It certainly makes sense on a higher level. High inflation puts less money in consumers’ pockets, which then leads to lower consumption. At the same time, higher prices for everything from fuel and transportation to staffing and raw materials will increase the cost of doing business.
That’s bad news for bottom-line profits and cash flow generation. And then, if economic stress leads to a cash crunch, higher interest rates will increase debt and make it harder to keep the lights on.
Furthermore, investors and financial analysts often use the discounted cash flow model to determine the fair value of stocks. In that calculation, the long-term return on an investment is reduced by the risk-free discount rate, which should increase when government-backed bonds come with higher interest rates. This shift makes growth stocks look like terrible investments over the long term, because of the higher risk-free return and lower time value of those hard-earned revenue dollars.
So how does that combo of market risks relate to Qualcomm?
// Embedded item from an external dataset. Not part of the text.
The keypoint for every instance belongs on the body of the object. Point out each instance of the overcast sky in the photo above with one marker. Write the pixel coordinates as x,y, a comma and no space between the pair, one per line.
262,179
As part of the tech sector in general and the semiconductor industry in particular, Qualcomm is often characterized as a high-risk investment. Stocks in this category tend to be volatile, rising or falling compared to the broader stock market. The company backed up that outlook with 32% year-over-year revenue growth in fiscal 2022, which ended on September 25. So far, the high-risk designation makes sense.
However, Qualcomm is not some hot-shot growth phenomenon with negative earnings, limited cash, and a crushing debt burden. These cumulative sales add up to $44.2 billion in 2022, underpinning net profit of $12.9 billion and operating cash flow of $9.1 billion. With this strong cash flow and $6.4 billion in cash reserves and short-term investments, Qualcomm isn’t likely to need more debt anytime soon (unless it wants to try a capital-intensive idea like acquiring a larger company).
So when you dig beneath the surface, Qualcomm really shouldn’t be stuck with the risky market darlings of the past. It’s a mature business on a rock-solid financial platform, still delivering 22% sales growth during a bear market.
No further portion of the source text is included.